As determined at the case management conference on Monday, December 16, 2013, this action is set for a jury trial on 2/17/2015, at 9:00 a.m.

If this action is to be settled, the Law Clerk shall be notified by noon, 2/13/2015. If the settlement is reached thereafter resulting in the non-utilization of jurors, the costs of summoning jurors may be taxed to the parties dependent upon the circumstances.

A pretrial conference shall be held 2/2/2015, at 10:00 a.m./p.m. A proposed pretrial order shall be submitted at the pretrial conference.

All discovery shall be completed on or before July 28, 2014. All written discovery shall be submitted in sufficient time so that the response shall be in hand by July 28, 2014. All discovery related statements shall be filed on or before August 15, 2014. No motions related to discovery or for a protective order shall be filed until a discovery/protective order dispute conference has taken place and the attorneys of record shall attend and meet, face-to-face, in an effort to resolve the dispute and a jointly signed discovery/protective order dispute statement is submitted setting forth precisely the remaining issues in dispute and the reasons why those issues remain unresolved.

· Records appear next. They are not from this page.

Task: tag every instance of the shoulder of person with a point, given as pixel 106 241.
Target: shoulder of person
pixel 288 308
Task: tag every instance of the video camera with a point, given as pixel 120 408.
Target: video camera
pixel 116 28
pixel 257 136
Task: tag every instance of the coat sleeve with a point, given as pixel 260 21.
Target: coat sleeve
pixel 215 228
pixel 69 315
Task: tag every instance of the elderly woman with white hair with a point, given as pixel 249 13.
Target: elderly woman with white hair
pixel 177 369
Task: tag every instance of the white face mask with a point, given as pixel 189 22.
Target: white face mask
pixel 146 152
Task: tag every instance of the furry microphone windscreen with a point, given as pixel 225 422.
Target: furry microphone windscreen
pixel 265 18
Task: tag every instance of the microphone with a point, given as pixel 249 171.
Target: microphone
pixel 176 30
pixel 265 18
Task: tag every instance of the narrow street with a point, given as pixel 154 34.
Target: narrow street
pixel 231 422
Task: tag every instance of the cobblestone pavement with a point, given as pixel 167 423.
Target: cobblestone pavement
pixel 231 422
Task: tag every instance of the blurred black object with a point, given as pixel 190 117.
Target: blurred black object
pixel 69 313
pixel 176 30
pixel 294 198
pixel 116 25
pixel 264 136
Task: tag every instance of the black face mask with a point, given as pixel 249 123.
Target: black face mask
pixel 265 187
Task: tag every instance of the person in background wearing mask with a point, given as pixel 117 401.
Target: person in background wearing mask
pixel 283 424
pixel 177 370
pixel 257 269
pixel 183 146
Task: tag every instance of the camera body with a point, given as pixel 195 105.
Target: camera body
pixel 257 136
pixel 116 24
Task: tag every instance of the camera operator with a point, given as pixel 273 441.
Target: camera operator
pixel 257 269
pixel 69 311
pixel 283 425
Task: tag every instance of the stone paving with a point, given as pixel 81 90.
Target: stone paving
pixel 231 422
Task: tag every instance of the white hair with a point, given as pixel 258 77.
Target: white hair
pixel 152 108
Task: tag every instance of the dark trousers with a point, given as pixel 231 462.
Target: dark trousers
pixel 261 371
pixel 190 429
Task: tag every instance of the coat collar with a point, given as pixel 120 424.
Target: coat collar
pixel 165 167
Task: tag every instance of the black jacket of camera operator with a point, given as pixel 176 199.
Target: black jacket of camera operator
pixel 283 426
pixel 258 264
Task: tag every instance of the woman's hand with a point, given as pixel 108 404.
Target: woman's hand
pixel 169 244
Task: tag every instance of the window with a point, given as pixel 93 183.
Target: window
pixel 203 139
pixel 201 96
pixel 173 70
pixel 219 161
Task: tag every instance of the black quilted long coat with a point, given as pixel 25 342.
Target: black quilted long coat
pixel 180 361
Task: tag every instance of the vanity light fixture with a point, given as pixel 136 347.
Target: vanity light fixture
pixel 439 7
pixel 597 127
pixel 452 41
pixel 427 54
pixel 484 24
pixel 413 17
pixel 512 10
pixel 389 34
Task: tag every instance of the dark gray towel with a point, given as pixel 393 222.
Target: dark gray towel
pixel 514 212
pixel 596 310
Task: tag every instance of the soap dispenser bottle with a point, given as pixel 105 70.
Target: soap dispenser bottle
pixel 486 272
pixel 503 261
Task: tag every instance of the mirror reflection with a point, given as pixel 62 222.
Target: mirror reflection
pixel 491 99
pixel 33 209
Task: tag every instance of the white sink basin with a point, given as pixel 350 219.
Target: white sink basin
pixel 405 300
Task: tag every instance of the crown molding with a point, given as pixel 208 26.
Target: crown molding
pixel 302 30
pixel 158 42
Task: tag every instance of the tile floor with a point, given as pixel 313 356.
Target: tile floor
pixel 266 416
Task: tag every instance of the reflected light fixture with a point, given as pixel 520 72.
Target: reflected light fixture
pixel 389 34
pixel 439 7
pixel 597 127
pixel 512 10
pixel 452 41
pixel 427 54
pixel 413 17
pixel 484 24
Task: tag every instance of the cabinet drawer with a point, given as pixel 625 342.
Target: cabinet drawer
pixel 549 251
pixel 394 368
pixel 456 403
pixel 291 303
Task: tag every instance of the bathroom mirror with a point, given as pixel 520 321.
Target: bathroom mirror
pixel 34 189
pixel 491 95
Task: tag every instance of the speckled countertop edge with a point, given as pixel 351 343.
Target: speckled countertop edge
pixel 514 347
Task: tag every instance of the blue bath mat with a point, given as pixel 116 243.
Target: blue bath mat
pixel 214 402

All motions1 to decertify the conditionally certified class of individuals pursuant to 29 U.S.C. § 216(b) shall be filed on or before August 15, 2014, and any response thereto shall be filed on or before September 12, 2014. Any reply shall be filed on or before September 19, 2014

All dispositive motions and Daubert motions shall be filed on or before October 13, 2014, and any response thereto shall be filed on or before November 10, 2014. Any reply shall be filed on or before November 17, 2014.2

Any motion to amend the pleadings or join parties shall be filed in sufficient time to permit any discovery necessary because of the proposed amendment to be obtained within the time for discovery. No amendments will be allowed if to do so will result in a delay in the disposition of the action by requiring an extension of the discovery deadline.

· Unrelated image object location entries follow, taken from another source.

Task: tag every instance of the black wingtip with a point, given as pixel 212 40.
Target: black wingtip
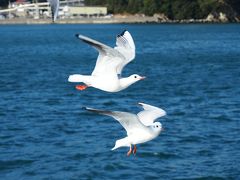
pixel 84 108
pixel 122 33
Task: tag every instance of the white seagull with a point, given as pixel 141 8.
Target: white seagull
pixel 54 5
pixel 140 128
pixel 106 75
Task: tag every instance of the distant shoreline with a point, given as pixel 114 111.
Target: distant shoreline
pixel 110 20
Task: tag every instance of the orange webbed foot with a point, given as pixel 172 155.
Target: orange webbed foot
pixel 130 151
pixel 81 87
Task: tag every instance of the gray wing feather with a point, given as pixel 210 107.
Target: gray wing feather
pixel 129 121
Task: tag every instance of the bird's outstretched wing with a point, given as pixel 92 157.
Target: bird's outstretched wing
pixel 125 45
pixel 54 4
pixel 112 60
pixel 129 121
pixel 150 114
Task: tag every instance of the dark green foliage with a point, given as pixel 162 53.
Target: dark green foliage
pixel 173 9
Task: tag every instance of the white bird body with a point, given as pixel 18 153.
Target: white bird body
pixel 137 131
pixel 109 65
pixel 54 5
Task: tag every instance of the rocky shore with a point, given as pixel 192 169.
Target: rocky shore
pixel 124 18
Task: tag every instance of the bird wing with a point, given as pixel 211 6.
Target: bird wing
pixel 54 4
pixel 112 60
pixel 125 45
pixel 150 114
pixel 129 121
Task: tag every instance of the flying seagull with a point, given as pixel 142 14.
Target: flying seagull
pixel 140 127
pixel 106 75
pixel 54 4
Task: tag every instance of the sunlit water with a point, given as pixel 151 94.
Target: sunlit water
pixel 193 72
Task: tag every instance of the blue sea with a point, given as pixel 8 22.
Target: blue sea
pixel 193 73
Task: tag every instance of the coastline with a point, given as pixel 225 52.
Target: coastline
pixel 115 19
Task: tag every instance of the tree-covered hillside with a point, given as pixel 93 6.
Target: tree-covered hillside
pixel 174 9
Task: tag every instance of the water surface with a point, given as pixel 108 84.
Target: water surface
pixel 192 72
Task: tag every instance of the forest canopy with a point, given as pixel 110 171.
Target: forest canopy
pixel 173 9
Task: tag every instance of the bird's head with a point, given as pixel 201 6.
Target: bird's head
pixel 136 77
pixel 157 127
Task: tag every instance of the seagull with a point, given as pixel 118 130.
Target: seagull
pixel 54 4
pixel 140 127
pixel 106 75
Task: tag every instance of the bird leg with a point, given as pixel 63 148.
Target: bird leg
pixel 81 87
pixel 135 149
pixel 130 151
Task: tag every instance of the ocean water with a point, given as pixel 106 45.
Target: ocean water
pixel 193 72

There shall be no stay of discovery pending disposition of any motions.

Interrogatories pursuant to Rule 33, Federal Rules of Civil Procedure, shall be limited to sixty (60) such interrogatories. Subparts of a question shall be counted as additional questions for purposes of the overall number. In all other respects, Rule 9(a), Local Rules of Court (effective March 1, 1994) shall govern.

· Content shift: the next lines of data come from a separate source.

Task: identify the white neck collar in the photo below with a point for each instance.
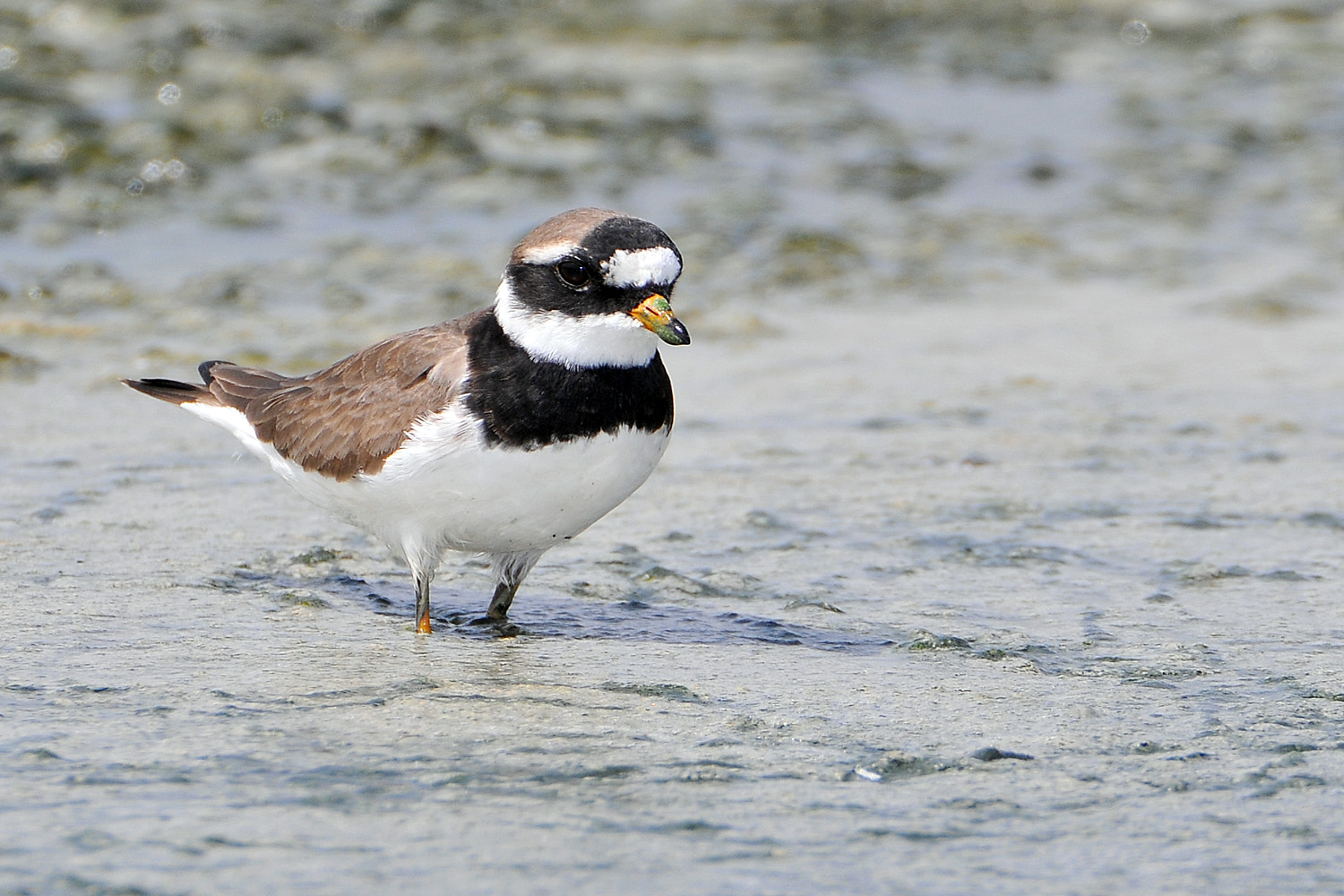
(597, 340)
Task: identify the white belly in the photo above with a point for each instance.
(445, 489)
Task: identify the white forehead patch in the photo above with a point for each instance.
(642, 268)
(547, 253)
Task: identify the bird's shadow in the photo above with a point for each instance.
(554, 616)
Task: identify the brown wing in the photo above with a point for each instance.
(349, 417)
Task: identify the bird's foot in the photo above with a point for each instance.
(503, 627)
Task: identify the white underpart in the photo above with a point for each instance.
(445, 490)
(642, 268)
(593, 340)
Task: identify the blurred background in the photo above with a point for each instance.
(250, 164)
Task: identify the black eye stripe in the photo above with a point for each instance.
(574, 273)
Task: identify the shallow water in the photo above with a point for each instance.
(999, 540)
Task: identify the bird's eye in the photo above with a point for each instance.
(574, 273)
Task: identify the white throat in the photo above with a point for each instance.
(597, 340)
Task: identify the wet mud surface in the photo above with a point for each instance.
(1000, 540)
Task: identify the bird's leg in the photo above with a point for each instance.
(510, 571)
(504, 592)
(422, 605)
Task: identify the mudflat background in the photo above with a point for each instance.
(1002, 538)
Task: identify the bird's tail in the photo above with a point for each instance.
(172, 392)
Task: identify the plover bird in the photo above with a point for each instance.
(502, 433)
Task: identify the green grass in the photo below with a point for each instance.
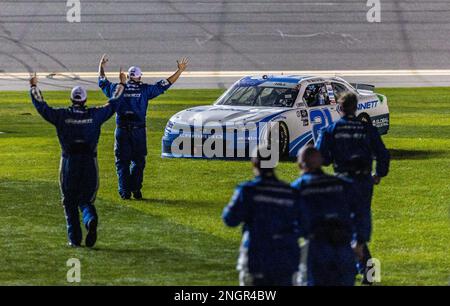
(176, 236)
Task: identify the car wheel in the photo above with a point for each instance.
(283, 140)
(364, 117)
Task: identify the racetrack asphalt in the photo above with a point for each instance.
(253, 35)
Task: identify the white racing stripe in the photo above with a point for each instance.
(237, 74)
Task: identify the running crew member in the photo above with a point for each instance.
(351, 145)
(78, 129)
(131, 139)
(269, 211)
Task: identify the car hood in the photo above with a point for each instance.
(224, 114)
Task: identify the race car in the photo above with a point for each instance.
(299, 107)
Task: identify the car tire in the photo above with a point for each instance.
(283, 140)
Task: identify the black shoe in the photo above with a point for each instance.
(125, 196)
(137, 195)
(91, 236)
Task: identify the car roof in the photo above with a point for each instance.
(277, 78)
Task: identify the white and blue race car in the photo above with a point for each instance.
(301, 106)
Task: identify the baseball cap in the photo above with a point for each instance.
(134, 72)
(78, 94)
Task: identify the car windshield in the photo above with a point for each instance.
(259, 96)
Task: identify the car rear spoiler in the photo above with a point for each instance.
(364, 87)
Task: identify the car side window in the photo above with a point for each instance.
(338, 89)
(316, 95)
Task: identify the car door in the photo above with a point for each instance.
(321, 104)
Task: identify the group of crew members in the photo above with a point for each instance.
(329, 214)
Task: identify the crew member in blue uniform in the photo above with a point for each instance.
(351, 145)
(269, 211)
(131, 140)
(78, 129)
(330, 220)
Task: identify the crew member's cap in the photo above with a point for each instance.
(78, 94)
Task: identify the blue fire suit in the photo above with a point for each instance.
(269, 210)
(131, 140)
(351, 145)
(78, 129)
(331, 218)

On or before August 11, 2014, Plaintiffs shall declare to Defendant (not to file with the Court) the identity of Plaintiffs' expert witnesses and provide all the information specified in Rule 26(a)(2)(B).

On or before September 2, 2014, Defendant shall declare to Plaintiffs (not to file with the Court) the identity of its expert witnesses and provide all the information specified in rule 26(a)(2)(B).

Any supplements to expert reports shall be filed on or before October 6, 2014. There shall not be any rebuttal expert witnesses.

To reduce the needless expenditure of time and expense, there shall not be any discovery depositions taken of expert witnesses. A party may, however, serve contention interrogatories and requests for admissions upon another party's expert. If these discovery methods prove ineffective, a party may move to take the deposition of the expert.

For expert witnesses, the expert's Fed. R. Civ. P. 26(a)(2) report is considered to be the expert's direct examination testimony at trial. If an expert expects to expound his or her testimony beyond the wording of the expert's report, the party calling the expert shall inform the opposing party with the specifics of that expounding testimony at least 15 days prior to the dispositive motion deadline.

These rules on experts are to ensure full compliance with Rule 26(a)(2); to enable the parties to evaluate any Daubert challenges prior to filing dispositive motions; to avoid conflicts with the experts' schedules; and to avoid the costs of expert depositions

Local Rule 12(c)(6)(c) (effective March 1, 1994) relating to expert witnesses shall apply in this action, and strict compliance is required.

It is so ORDERED.

FootNotes


1. No memorandum in support of or in opposition to any motion shall exceed twenty (20) pages. No reply shall be filed to any response unless invited by the Court.
2. Strict compliance is required to Rule 8(b)(7), Local Rules of Court (effective March 1, 1994) relating to motions for summary judgment.